Memo to Sir Keir Starmer: Unless LAB can start winning MPs in Scotland again the chances of you becoming PM are slim
Your first big electoral test looks set to be the Scottish Assembly elections next year in a part of the UK where for decades your party was totally dominant. Recovering some of the ground lost there to the SNP might be an indicator that a general election victory could be in reach.
The charts above from the Commons Library analysis of the last general election set out in stark terms how Scotland’s Westminster MP party distribution changed dramatically less than five years ago. Labour went into GE2015 defending 41 of the 59 Scottish seas and ended up, like at GE2019,with a single MP.
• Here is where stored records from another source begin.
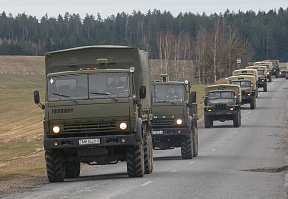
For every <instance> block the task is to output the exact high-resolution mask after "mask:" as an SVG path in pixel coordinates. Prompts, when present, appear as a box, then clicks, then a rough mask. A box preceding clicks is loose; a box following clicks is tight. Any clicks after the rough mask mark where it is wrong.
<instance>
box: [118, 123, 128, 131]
mask: <svg viewBox="0 0 288 199" xmlns="http://www.w3.org/2000/svg"><path fill="white" fill-rule="evenodd" d="M119 127H120V129H121V130H125V129H127V124H126V123H125V122H122V123H121V124H120V125H119Z"/></svg>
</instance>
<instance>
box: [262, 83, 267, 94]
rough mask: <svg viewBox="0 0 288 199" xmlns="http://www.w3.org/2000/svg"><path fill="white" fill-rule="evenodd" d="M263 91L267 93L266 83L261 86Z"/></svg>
mask: <svg viewBox="0 0 288 199" xmlns="http://www.w3.org/2000/svg"><path fill="white" fill-rule="evenodd" d="M263 90H264V92H267V82H265V84H264V86H263Z"/></svg>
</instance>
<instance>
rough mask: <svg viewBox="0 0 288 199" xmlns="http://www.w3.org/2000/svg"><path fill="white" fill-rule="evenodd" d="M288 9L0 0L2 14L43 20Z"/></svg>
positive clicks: (0, 8) (209, 14)
mask: <svg viewBox="0 0 288 199" xmlns="http://www.w3.org/2000/svg"><path fill="white" fill-rule="evenodd" d="M280 7H282V8H283V9H287V8H288V1H287V0H141V1H140V0H45V1H43V0H0V12H1V13H2V12H3V11H5V13H6V14H7V15H8V14H9V13H11V14H12V15H13V16H16V15H17V14H18V13H23V12H25V13H26V14H27V15H32V16H36V17H37V19H41V18H42V17H43V16H44V15H45V14H46V13H47V14H48V17H57V16H58V15H59V14H61V15H62V16H64V14H65V12H69V13H70V14H72V13H76V14H80V16H81V18H82V19H83V18H85V16H86V13H88V14H89V15H91V14H93V15H94V16H97V13H100V15H101V17H102V18H103V19H104V18H107V17H108V16H111V15H112V14H114V15H116V14H117V13H118V12H120V13H121V12H123V11H124V12H125V13H128V14H131V13H132V12H133V10H136V11H138V10H140V11H141V12H142V13H144V14H146V13H147V11H148V10H149V9H150V10H151V11H153V10H154V9H155V8H156V9H157V10H160V11H161V12H162V13H163V11H164V10H166V11H170V12H171V13H172V14H173V16H175V17H176V16H177V15H178V14H179V13H180V12H182V13H185V12H191V13H194V14H197V13H199V14H202V13H203V12H205V13H206V14H207V15H210V14H211V13H217V14H219V13H220V12H221V13H224V12H225V11H226V10H227V9H229V10H230V12H232V11H234V12H238V10H241V11H243V12H246V11H248V10H253V11H255V12H256V13H257V12H258V11H259V10H261V11H265V12H267V11H269V10H271V9H276V10H278V9H279V8H280Z"/></svg>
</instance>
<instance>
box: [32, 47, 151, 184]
mask: <svg viewBox="0 0 288 199" xmlns="http://www.w3.org/2000/svg"><path fill="white" fill-rule="evenodd" d="M149 67H150V66H149V61H148V56H147V53H146V52H144V51H142V50H139V49H138V48H132V47H127V46H87V47H78V48H71V49H66V50H59V51H53V52H48V53H46V55H45V69H46V91H45V94H46V95H45V105H44V104H41V103H40V97H39V92H38V91H34V101H35V103H36V104H38V105H39V106H40V107H41V108H42V109H44V110H45V119H44V122H43V124H44V149H45V159H46V170H47V176H48V179H49V181H50V182H61V181H64V179H65V178H76V177H78V176H79V174H80V162H82V163H87V164H90V165H94V164H95V165H105V164H116V163H117V162H118V161H127V173H128V176H129V177H142V176H143V175H144V173H146V174H149V173H151V172H152V170H153V148H152V137H151V121H152V119H153V116H152V109H151V103H152V102H151V100H152V96H151V80H150V68H149Z"/></svg>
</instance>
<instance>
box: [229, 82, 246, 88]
mask: <svg viewBox="0 0 288 199" xmlns="http://www.w3.org/2000/svg"><path fill="white" fill-rule="evenodd" d="M231 84H236V85H239V86H240V87H250V86H251V82H250V81H232V82H231Z"/></svg>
So from a situation where LAB getting two thirds of Scotland’s MPs was almost a forgone conclusion you start from a base north of the border at the next general election as the fourth largest party. And without that hefty block of Scottish LAB MPs what will soon be your party has to make many more gains in England and Wales.
All this changed, of course, in the aftermath of the September 2014 Scottish IndyRef. Although the vote was to remain within the UK the referendum set off a dramatic rise in the SNP which in May 2015 won all but three Scottish seats.
The overall picture is very daunting for LAB. In September 2015 when Corbyn became leader he declared that Scotland was his first priority. Assuming you become leader you need to do the same but unlike Corbyn you need to make a success of it.